The deliberate simplification of the diagrams shown on these pages show something important. If you reduce the workings of a proprietary software company and an professional open source company down to the fewest number of lines and bubbles it shows fundamental differences between the two.
By comparing the three diagrams you can see that the POSS model is a perfect combination of an open source project and a proprietary software vendor. I use 'perfect' in the mathematical sense: there is nothing left out and there is nothing in addition to the two other models.
Some people assume that the POSS model is flawed because the POSS company does not have direct control over its resources. This is not true with the POSS model used by Pentaho, MySQL etc. The only resource we cannot directly influence are our community who perform software-oriented roles for us at a scale and capacity that is orders of magnitude better than any proprietary organization could do on its own (keep reading). Community members do not participate in the 'Go To Market' program and so are not involved in the creation of the 'whole product' that customers require.
- Professional open source = open source project + 'whole product' program*
The POSS model is a robust combination of an open source project, a professional open source company backing that project, and a complete Go To Market program. Not only does the model benefit from the advantages of each there are additional benefits for all participants:
- The open source community benefits directly from the full-time engineering staff that exist because of the fee-paying customers.
- The customers benefit from the increased quality of the software, quality of design, and increased traction enabled by the open source community.

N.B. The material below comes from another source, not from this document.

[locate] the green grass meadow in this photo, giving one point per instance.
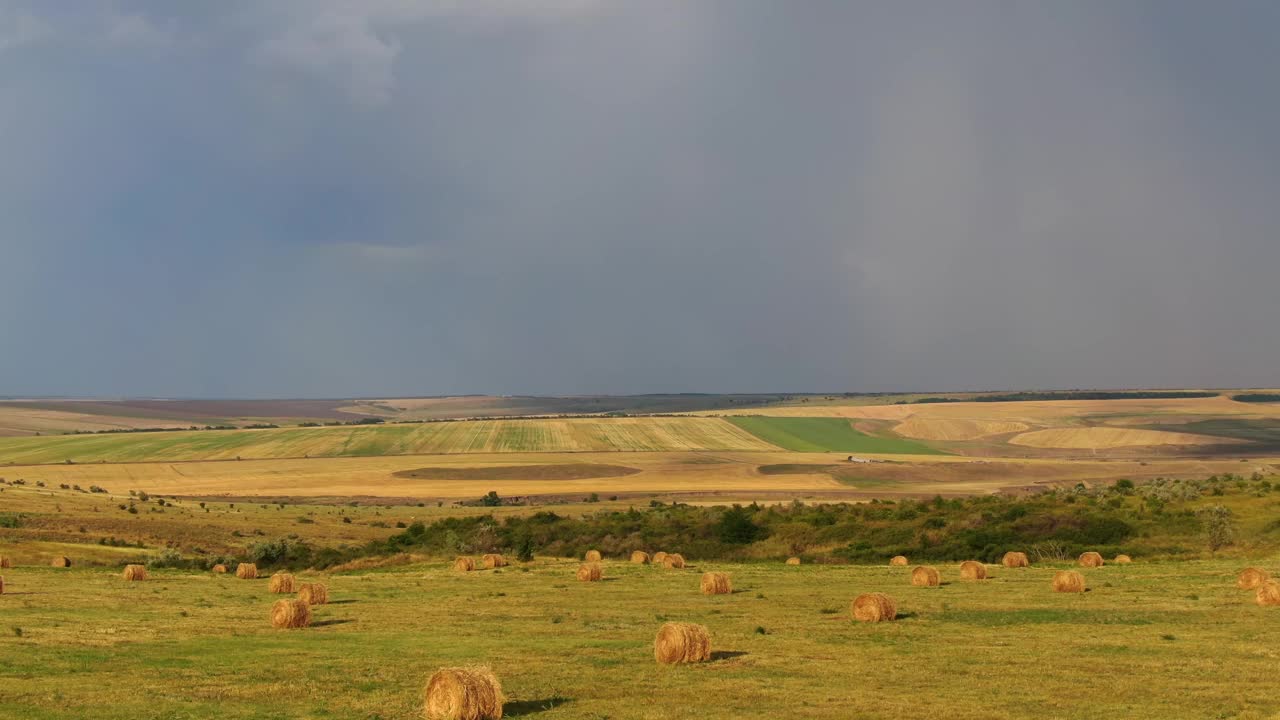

- The POSS company benefits by increasing its valuation when it meets the needs of both customers and open source community.
- The model is powerful because the customers, partners, engineers, and open source communities are all self-motivated to behave in ways that are beneficial to themselves and, as a side effect, beneficial to all the others.
By combining the benefits of the open source and proprietary models the POSS model provides a strong alternative to both:
|Rate of innovation||Higher||Lower||Higher|
|Visibility into product design / implementation||Higher||Lower||Higher|
|Quality of software||Higher||Lower||Higher|
|Reliability of support||Lower||Higher||Higher|
|Reliability of roadmap||Lower||Higher||Higher|
|Ownership of solution||Higher||Lower||Higher|
|Availability of professional services||Lower||Higher||Higher|
|Availability of references and case studies||Lower||Higher||Higher|
|Ability to prototype and 'try before you buy'||Higher||Lower||Higher|
|Cost of license or subscription||None||Higher||Lower|
|Ability to customize software||Higher||Lower||Higher|
As demonstrated by the Beekeeper diagrams and this table the POSS model, when implemented well, is a ideal combination of the methodologies, principles, and roles from open source and proprietary software development models. By combining these models carefully the advantages of each can also be combined to produce a result that is powerful and compelling.
Open source has been described as the biggest paradigm shift in computing in the last 20 years. I hope that the information I have presented here shows the disruptive nature of open source / POSS is due to the profound and fundamental differences that exist between the proprietary software development model and the open source / POSS models. POSS companies are a lot of fun to work at because of this. I don't know of anyone working in a POSS company today that wants to go back to a proprietary vendor. I know lots of people at proprietary vendors who would like to move out.
The POSS model is sufficiently open source to be disruptive, productive, and fun. Much evidence indicates that it is commercial enough to be sustainable.